Essas duas empresas tornaram-se nacionalmente conhecidas por oferecer descontos em pacotes de viagens extremamente agressivos. O Hurb é a maior empresa de tecnologia de viagens sediada no Brasil. Ela foi fundada em janeiro de 2011 pelos irmãos João Ricardo Mendes e José Eduardo Mendes com o amigo Antônio Gomes. O Hurb estava avaliado em R$ 2,6 bilhões ou aproximadamente US$ 590 milhões quando a Booking Holdings comprou um pequeno percentual por US$ 60 milhões em 2016. A empresa foi fundada como site de compras coletivas e depois passou a atuar como uma agência de viagens on-line com foco em pacotes de curto prazo fora de temporada, com preços até 40% menores.

Em meados de março de 2023, hotéis e pousadas começaram a suspender reservas feitas pela empresa após reiterados atrasos e falta de pagamento. Nesse mesmo período, clientes da empresa começaram a relatar nas redes sociais e nas páginas de reclamação, problemas nas reservas, voos e hospedagens.

No site Reclame Aqui a empresa recebeu quase 160 mil reclamações de consumidores, sendo classificada como regular pelo mesmo site com nota 6, no geral. Só nos últimos 6 meses, foram 60229 reclamações, com índice de solução de 17.4%.

Além do não cumprimento das ofertas, o CEO da empresa entrou em atrito direto com os consumidores o que levou à sua renúncia no dia 24 de abril de 2023.

Já a 123 Milhas é uma plataforma online que disponibiliza passagens aéreas nacionais e internacionais que podem ser milhas. Fundada em Belo Horizonte, em 2016 pelos sócios Ramiro Júlio Soares Madureira e Augusto Júlio Soares Madureira. Em pouco tempo, se transformou na maior agência online de venda de passagens aéreas no Brasil. A empresa nasceu do elo entre aqueles queriam vender milhas aéreas com aqueles que procuravam passagens aéreas.

No site Reclame aqui, a empresa possui quase 170 mil reclamações, sendo 35 mil dessas reclamações nos últimos 6 meses.

Os problemas na 123 milhas começaram no dia 18 de agosto de 2023, quando a empresa anunciou a suspensão da emissão de passagens e pacotes da linha promo123, com embarques entre setembro e dezembro de 2023. Desde então a empresa virou alvo de órgãos de proteção do consumidor.

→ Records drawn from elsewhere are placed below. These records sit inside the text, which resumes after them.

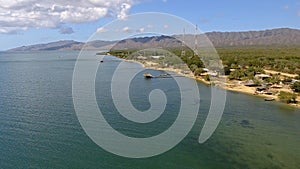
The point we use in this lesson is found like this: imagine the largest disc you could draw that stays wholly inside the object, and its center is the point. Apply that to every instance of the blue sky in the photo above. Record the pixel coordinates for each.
(25, 22)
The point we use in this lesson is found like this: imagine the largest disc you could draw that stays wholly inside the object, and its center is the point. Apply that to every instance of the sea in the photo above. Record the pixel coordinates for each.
(39, 127)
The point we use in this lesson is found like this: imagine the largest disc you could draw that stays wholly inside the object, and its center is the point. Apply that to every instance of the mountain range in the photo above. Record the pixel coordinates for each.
(273, 37)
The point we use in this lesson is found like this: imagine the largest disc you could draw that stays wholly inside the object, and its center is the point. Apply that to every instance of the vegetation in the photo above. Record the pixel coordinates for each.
(282, 59)
(247, 62)
(296, 87)
(287, 97)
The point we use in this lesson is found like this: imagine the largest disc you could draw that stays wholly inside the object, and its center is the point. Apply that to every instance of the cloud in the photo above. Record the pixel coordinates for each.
(101, 30)
(141, 30)
(126, 29)
(286, 7)
(66, 30)
(16, 15)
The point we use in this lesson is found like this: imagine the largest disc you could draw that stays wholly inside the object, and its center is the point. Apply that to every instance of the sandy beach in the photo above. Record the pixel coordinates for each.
(231, 85)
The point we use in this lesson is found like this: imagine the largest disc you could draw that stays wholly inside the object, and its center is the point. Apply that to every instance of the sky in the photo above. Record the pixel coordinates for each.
(27, 22)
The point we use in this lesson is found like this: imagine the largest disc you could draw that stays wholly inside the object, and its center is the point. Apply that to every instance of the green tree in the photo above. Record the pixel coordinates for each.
(287, 97)
(296, 86)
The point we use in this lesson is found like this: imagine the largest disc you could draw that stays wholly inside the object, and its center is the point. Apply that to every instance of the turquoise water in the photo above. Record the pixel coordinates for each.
(39, 127)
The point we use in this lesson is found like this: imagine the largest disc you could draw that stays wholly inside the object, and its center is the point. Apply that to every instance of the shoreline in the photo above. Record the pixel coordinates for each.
(229, 85)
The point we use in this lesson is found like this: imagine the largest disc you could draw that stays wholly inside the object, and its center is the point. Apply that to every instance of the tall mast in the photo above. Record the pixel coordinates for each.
(196, 40)
(183, 43)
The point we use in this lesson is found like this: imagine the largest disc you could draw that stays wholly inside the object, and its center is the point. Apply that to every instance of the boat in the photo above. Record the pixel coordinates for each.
(269, 99)
(148, 75)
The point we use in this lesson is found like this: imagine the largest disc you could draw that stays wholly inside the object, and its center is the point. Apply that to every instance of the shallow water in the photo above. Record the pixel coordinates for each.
(39, 127)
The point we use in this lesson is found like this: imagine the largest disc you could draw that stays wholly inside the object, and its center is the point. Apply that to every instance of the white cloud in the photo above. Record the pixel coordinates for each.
(141, 30)
(126, 29)
(286, 7)
(101, 30)
(18, 15)
(66, 30)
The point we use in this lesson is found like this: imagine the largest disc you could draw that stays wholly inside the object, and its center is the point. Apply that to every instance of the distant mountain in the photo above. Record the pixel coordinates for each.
(278, 37)
(274, 37)
(59, 45)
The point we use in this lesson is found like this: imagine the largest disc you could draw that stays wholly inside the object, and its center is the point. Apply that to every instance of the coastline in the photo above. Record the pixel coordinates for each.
(229, 85)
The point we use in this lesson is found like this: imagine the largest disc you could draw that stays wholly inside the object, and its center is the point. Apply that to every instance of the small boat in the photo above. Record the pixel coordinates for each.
(164, 76)
(269, 99)
(148, 75)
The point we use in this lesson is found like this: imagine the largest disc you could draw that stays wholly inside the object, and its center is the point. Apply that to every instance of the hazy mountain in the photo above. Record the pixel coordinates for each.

Na terça-feira, dia 29 de agosto de 2023, 123 Milhas ajuizou um pedido de Recuperação judicial, na 1ª Vara empresarial de Belo Horizonte, depois de uma enxurrada de ações na justiça brasileira, mais de 16 mil processos, totalizando mais de 232 milhões de reais em indenizações. O pedido de recuperação judicial foi aceito pela justiça mineira.

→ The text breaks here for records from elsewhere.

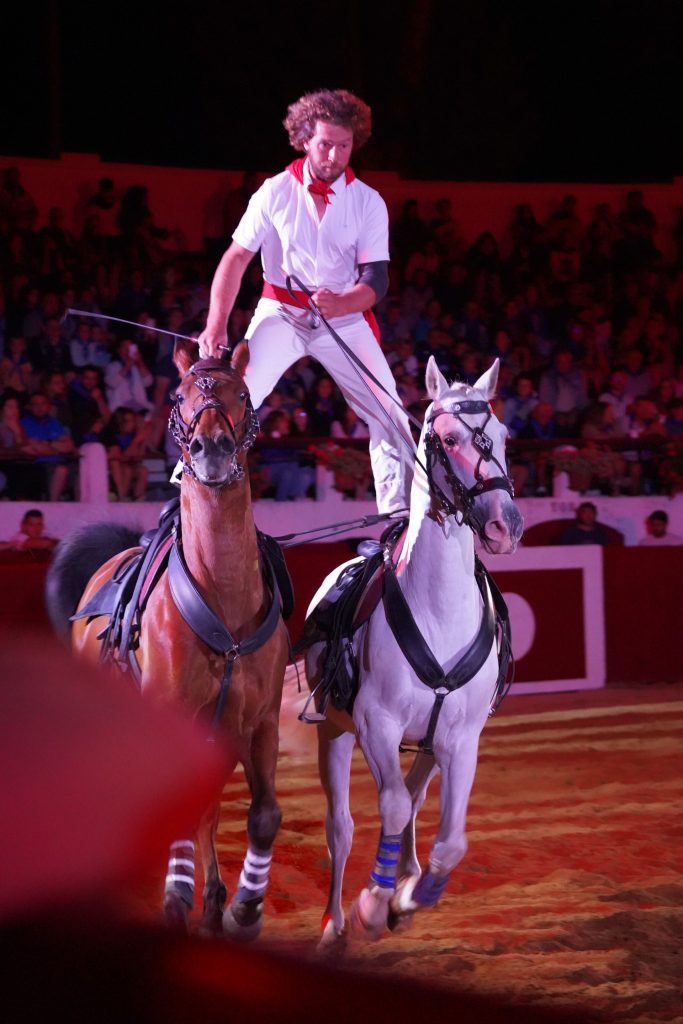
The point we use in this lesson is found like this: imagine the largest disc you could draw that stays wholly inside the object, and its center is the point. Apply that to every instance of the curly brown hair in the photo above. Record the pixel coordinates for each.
(337, 107)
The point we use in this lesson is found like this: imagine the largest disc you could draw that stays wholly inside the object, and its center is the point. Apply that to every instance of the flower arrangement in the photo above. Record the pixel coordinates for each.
(585, 464)
(350, 466)
(671, 469)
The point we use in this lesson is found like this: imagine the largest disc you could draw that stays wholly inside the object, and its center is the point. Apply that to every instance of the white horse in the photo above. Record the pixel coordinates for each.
(443, 630)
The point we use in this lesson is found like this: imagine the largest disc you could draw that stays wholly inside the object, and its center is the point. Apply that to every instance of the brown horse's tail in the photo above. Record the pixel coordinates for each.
(76, 559)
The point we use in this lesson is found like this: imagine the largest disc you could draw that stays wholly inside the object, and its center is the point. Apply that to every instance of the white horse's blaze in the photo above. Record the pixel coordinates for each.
(436, 577)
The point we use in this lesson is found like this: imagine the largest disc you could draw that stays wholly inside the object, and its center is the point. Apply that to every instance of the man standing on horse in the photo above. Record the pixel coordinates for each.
(316, 221)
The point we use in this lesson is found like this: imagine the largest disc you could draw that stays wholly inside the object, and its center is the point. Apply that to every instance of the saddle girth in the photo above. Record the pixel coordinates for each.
(417, 652)
(124, 597)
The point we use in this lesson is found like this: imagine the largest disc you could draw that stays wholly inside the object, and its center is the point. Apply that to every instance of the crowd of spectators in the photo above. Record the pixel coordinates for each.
(585, 316)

Segundo reportagem do Estado de Minas, os problemas da 123 Milhas não se restringem aos consumidores, existem credores pessoas jurídicas como o consórcio Empreendedor do Catuaí Shopping Center Maringá, de R$ 341 mil e pela Kijeme Travel Hoteis, dono do resort La Torre em Porto Seguro (BA), no valor de R$ 256 mil. 1

Além disso, na esfera trabalhista são 914 credores que juntos somam R$ 16,7 milhões de reais. Depois do pedido de recuperação judicial, a empresa realizou uma demissão em massa.

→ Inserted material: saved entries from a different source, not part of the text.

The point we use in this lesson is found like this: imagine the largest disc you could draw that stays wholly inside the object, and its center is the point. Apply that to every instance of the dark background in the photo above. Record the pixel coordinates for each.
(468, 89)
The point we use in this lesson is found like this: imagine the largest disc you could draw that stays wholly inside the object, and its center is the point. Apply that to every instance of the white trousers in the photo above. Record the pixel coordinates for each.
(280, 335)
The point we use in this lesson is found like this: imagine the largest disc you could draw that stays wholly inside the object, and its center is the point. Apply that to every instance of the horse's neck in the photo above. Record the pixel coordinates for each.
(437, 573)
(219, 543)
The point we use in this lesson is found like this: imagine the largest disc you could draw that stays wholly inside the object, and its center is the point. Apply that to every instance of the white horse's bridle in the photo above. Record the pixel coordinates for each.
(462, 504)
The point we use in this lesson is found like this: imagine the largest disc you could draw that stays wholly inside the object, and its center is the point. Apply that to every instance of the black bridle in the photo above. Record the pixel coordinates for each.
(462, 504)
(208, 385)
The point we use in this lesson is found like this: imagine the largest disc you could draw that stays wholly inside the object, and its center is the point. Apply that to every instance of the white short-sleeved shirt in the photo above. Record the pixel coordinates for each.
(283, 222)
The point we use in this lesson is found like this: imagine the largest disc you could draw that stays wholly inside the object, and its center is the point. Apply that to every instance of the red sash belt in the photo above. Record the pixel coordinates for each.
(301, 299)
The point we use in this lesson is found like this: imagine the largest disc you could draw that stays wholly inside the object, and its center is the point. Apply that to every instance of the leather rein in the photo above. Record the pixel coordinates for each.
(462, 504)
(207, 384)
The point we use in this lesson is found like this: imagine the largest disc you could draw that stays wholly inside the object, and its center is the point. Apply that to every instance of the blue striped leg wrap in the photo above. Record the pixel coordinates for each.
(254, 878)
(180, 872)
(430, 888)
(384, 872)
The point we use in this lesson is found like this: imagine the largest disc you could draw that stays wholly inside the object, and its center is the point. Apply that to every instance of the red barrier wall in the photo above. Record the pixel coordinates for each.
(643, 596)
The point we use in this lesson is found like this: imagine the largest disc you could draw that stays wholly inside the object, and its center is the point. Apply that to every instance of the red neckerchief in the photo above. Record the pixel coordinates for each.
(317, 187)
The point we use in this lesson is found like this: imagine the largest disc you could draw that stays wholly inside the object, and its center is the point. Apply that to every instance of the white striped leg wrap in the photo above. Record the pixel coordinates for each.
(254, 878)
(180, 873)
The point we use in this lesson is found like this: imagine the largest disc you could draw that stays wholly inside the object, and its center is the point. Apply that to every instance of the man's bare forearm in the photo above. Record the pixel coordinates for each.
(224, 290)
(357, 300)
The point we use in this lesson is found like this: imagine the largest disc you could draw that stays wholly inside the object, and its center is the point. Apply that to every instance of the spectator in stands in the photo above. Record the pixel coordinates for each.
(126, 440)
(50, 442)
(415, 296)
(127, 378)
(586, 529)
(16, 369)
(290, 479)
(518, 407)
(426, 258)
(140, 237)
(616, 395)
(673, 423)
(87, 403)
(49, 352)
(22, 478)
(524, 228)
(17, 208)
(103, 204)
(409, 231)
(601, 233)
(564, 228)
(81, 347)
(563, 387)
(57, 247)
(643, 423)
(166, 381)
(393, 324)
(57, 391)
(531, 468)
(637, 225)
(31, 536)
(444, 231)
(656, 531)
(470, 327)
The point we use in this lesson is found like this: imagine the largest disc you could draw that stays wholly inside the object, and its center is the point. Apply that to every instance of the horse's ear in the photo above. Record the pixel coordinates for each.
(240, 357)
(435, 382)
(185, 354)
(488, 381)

Para especialistas no setor de turismo, o erro da 123milhas foi dar início à venda de passagens e pacotes “flexíveis” (sem data definida e, por isso, mais baratos), este modelo de negócio é considerado de altíssimo risco, uma vez que não é possível prever os preços das passagens.

Esse é o cenário de duas das maiores empresas de viagens do País.

A pergunta que se faz, é, apesar de serem empresas lastreadas em tipos de negócios diferentes na origem, esses negócios dessas empresas seriam sustentáveis em longo prazo? É notório que muitos consumidores aproveitaram-se das promoções oferecidas por essas empresas nos últimos anos, até que os problemas aparecessem em ambas. Ou seja, no início do negócio, tudo parecia ser crível, já que as pessoas realmente recebiam os serviços contratados.

Suspeita-se que esses negócios com altas promoções com preços agressivos bem abaixo do mercado seja um esquema de pirâmide financeira. A pirâmide financeira é um modelo de negócios proibido, no qual o sistema só se sustenta enquanto houver pessoas recrutando outras pessoas para manter a base da pirâmide que é insustentável, por si só.

Os sócios da 123 Milhas, foram convocados a depor na CPI das Pirâmides Financeiras na Câmara dos Deputados.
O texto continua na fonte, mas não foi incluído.